|Written by Darren Gross|
|Thursday, 16 October 2008|
Arriving after a string of similarly styled Will Ferrell sports comedies, (“Talladega Night” and “Blades of Glory”) “Semi-Pro” seems to have had no staying power in the pop culture radar, and did fairly lackluster box office. Three extremely similar films being released in rapid succession clearly didn’t make each film seem distinct enough to interest prospective audiences. While “Semi-Pro” stays very close to the sports comedy/underdog template of Ferrell’s other vehicles, it’s given additional targets, beyond sports, for cultural satire by placing the story in the 70s. Surely 70s hair, clothes, and attitudes are frequently, and easily riffed, but the era also makes Jackie’s wild character traits easier to swallow. Will Ferrell’s career and best films have tapped into his uncanny ability to do and say things that are wildly ridiculous, and crude, while remaining completely stone-faced and deliriously unaware. His mastery of egomaniacally dead-serious and absolutely self un-aware characters is Ferrell’s particular niche and the characterization of Jackie Moon fits the bill perfectly.
The supporting cast is particularly game. Woody Harrelson and Andre Benjamin are fine straight men for the gags around them and Andrew Daly as Dick Pepperfield flawlessly embodies stiff 70s sports commentators and he remains completely unflappable in the company of his cruder, decorum-challenged co-host, Lou Redwood (Will Arnett). More of his performance is featured in the deleted/alternate scenes, and they only serve to increase one’s appreciation for his performance. Jackie Earle Haley has a small but fun recurring role as a doped out, rarely conscious hippie, who endlessly pursues Jackie in order to claim his free-throw prize winnings. Among the comedic highlights are the bear wrestling scene, a goofy attempt by Jackie to make his team intimidate their opponents by having them wear mascara and Woody Harrelson’s first team training session.
The soundtrack features a bold, terrific, funk-inspired score by Theodore Shapiro and it’s backed up by a selection of funk classics from the period. Jackie’s legendary hit song, “Love Me Sexy,” perfectly captures the flavor of the era’s songs and was written by Nile Rodgers with Will Ferrell, based on Scot Armstrong’s script.
The film is presented in both an “R” rated and an unrated version, via seamless branching. While the difference is between 92 and 99-minute versions, there’s nothing outrageous or explicit in the unrated edition. It seems as if only a few inexplicit additional scenes have been added and it’s doubtful that there’s anything in this cut that’s harder than an “R.”
The Blu-ray presents the film in frequently stunning 1080p. The color palette is garish and vividly colored and it accurately captures the rich multitude of hues on displays with extreme precision and crispness. The imagery is predominantly sharp, and often displays fine detail, but there are several instances where the image seems unstable, particularly during basketball games where there are quick courtside panning shots, and there are brief instances of aliasing, such as on Ferrell’s hideous suit while he’s in the dumpster.
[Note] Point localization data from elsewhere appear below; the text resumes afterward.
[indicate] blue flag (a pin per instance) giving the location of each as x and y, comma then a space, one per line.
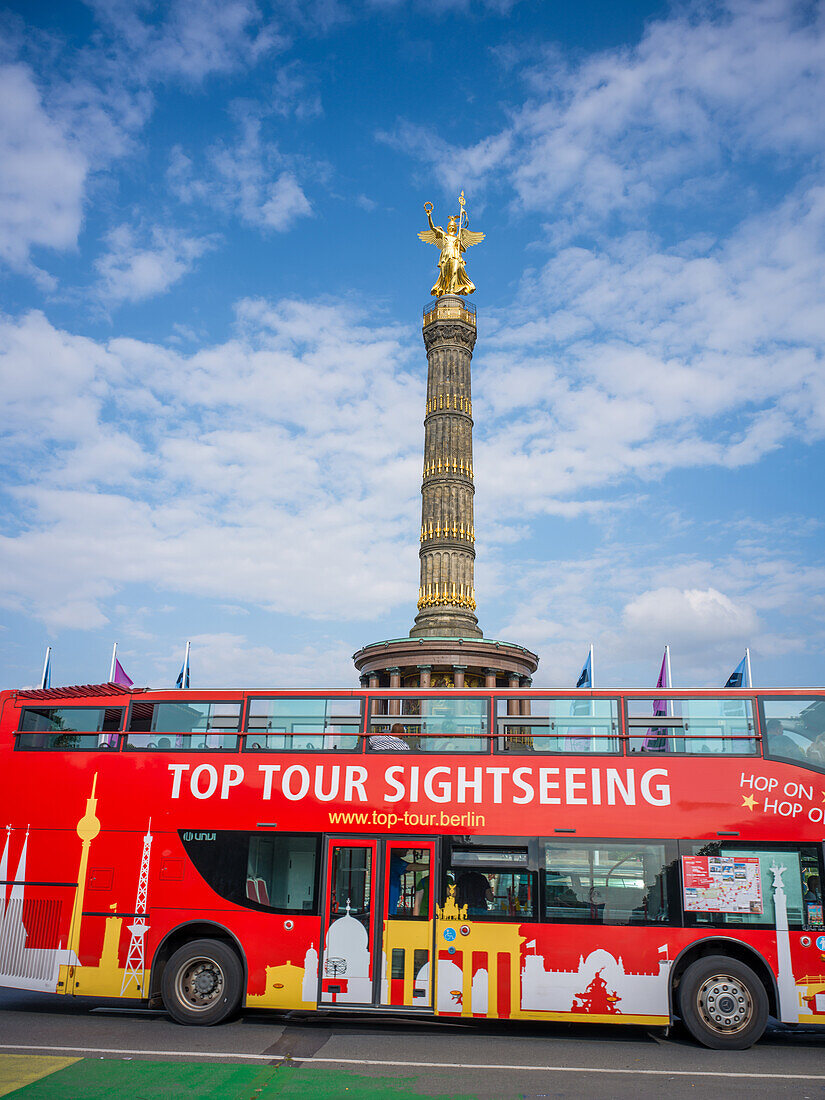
183, 677
46, 678
585, 677
739, 674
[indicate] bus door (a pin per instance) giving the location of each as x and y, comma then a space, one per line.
407, 924
378, 923
348, 970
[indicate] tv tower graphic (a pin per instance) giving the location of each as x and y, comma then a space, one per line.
139, 928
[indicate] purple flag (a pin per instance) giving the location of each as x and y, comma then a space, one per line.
660, 705
657, 739
120, 677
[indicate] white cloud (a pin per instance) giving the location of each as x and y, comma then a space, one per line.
42, 173
250, 178
241, 473
132, 272
285, 204
681, 361
622, 130
232, 660
193, 39
690, 615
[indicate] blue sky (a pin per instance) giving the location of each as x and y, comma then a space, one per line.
210, 352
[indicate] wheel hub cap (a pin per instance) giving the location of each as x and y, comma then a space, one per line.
725, 1003
200, 983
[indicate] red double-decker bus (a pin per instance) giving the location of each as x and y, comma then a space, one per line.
543, 855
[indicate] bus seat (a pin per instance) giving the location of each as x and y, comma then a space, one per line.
620, 902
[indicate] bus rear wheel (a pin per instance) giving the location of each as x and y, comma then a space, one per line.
723, 1003
201, 982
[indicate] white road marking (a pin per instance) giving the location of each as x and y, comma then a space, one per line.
413, 1065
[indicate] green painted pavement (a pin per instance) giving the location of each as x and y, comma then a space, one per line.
102, 1078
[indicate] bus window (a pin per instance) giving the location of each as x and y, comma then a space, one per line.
705, 726
281, 871
408, 883
69, 727
557, 725
606, 882
429, 725
800, 881
184, 725
794, 729
494, 884
260, 870
303, 723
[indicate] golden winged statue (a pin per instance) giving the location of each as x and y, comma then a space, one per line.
457, 239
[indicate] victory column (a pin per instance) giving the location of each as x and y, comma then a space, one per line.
446, 647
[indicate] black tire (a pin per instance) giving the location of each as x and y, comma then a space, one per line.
201, 982
723, 1003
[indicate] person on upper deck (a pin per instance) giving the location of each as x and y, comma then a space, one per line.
389, 743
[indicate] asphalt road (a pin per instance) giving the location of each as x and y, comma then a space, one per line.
472, 1058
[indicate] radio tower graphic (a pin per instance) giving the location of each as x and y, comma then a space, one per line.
139, 930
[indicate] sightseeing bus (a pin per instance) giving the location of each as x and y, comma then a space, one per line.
592, 856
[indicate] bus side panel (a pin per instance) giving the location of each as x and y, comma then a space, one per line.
36, 901
575, 972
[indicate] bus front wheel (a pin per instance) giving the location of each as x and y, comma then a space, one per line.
201, 982
723, 1003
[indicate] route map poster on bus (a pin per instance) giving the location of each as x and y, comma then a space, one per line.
722, 884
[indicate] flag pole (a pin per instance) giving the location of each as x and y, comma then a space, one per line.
669, 711
45, 667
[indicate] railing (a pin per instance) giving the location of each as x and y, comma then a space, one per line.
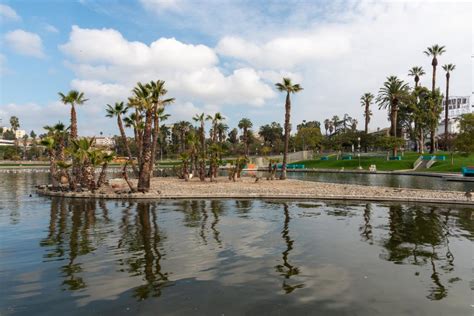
431, 162
418, 162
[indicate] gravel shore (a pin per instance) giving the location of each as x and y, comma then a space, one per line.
247, 187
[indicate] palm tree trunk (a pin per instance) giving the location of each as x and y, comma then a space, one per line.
432, 136
446, 108
73, 122
53, 169
394, 129
125, 141
156, 129
287, 135
102, 175
145, 164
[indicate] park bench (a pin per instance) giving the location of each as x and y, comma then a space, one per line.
295, 166
468, 171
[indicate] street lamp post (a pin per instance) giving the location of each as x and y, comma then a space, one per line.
304, 147
358, 152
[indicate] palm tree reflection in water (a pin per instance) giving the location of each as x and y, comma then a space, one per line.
416, 236
286, 269
147, 262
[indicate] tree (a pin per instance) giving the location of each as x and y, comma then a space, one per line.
272, 134
465, 139
308, 137
245, 124
48, 142
201, 118
434, 51
73, 98
327, 123
157, 91
393, 92
416, 72
287, 87
366, 101
448, 68
117, 110
14, 123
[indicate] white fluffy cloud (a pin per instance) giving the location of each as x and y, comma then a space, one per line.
8, 14
288, 51
51, 28
191, 71
34, 116
160, 6
25, 43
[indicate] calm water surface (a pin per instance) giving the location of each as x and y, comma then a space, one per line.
60, 256
386, 180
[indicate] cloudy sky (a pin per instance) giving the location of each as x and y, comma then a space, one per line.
219, 55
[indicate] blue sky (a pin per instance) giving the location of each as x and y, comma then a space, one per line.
221, 55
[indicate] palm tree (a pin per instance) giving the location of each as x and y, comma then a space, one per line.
393, 92
48, 142
448, 68
105, 158
416, 72
245, 124
326, 125
216, 119
119, 109
434, 51
201, 118
73, 98
157, 90
366, 101
335, 122
144, 96
221, 129
288, 87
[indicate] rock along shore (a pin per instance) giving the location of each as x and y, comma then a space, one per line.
246, 187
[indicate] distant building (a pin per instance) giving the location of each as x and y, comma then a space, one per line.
4, 142
19, 133
457, 106
104, 141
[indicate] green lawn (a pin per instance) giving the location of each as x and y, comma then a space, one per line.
459, 161
383, 165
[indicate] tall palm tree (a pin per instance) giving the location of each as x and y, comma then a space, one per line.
335, 122
434, 51
393, 92
201, 118
157, 90
288, 87
117, 110
73, 98
416, 72
221, 129
49, 143
326, 125
448, 68
144, 95
366, 101
245, 124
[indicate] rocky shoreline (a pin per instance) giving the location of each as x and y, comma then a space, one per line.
247, 187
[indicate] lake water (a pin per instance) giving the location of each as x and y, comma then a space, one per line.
230, 257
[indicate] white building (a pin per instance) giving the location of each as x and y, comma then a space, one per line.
19, 133
104, 141
457, 106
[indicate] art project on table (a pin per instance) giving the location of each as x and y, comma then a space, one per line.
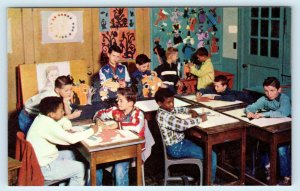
213, 118
261, 122
211, 103
151, 105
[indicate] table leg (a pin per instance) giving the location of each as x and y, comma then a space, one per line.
207, 163
273, 161
243, 156
139, 165
93, 171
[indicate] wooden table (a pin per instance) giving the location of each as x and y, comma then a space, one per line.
222, 134
13, 167
219, 109
272, 135
110, 153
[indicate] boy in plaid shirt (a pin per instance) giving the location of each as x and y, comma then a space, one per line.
173, 128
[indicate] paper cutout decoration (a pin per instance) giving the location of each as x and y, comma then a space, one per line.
61, 26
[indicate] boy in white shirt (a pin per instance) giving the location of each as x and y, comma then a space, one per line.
46, 131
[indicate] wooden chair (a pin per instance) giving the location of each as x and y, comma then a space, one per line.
169, 161
30, 166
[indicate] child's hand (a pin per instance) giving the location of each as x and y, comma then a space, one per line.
122, 83
204, 117
95, 128
153, 73
194, 113
76, 113
198, 95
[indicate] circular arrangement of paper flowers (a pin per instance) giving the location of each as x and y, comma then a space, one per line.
62, 25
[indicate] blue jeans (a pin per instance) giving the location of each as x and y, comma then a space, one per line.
25, 120
284, 156
187, 148
65, 166
120, 172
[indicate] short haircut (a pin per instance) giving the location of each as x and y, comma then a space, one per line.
62, 81
50, 104
221, 78
272, 81
114, 48
162, 94
129, 93
170, 51
142, 59
202, 51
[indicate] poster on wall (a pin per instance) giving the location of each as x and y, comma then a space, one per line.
61, 26
48, 72
117, 27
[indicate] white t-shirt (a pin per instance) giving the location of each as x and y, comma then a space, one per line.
45, 133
The DTS-HD MA track is in 7.1, and sounds terrific, even when monitored via core-only in 5.1. It’s a rich, clean, and well-balanced replication of a bold, extremely vibrant mix that makes excellent use of the surround channels, has tremendously satisfying, and involving presence, and features intense usage of the LFE channel as well.
Given the loose and improvisatory nature of the dialogue, the improvisations and deleted/alternate scenes are definitely worth a look. All are fully finished and are presented in 1080p and DTS-HD MA 7.1; they look and sound great. Nearly all of the bonus materials are in 1080i/p, though the featurettes occasionally incorporate some standard definition behind-the-scenes footage or interview snippets. “A Brief History of the ABA,” and “Recreating the ABA” are fascinating looks at the ABA era, and include vintage clips and feature comments with some original ABA players, who have cameo appearances in the film. The featurettes are all solid, and are given a tremendous lift by their HD presentation, which increases one’s involvement with the material. One finishes viewing them with an appreciation of this halcyon period in professional basketball. The exclusive “Super Agility Trainer” game is (appropriately enough, given the film’s era) an Atari-level game, similar to “Pong,” but it would not play on the Samsung BD-P1000.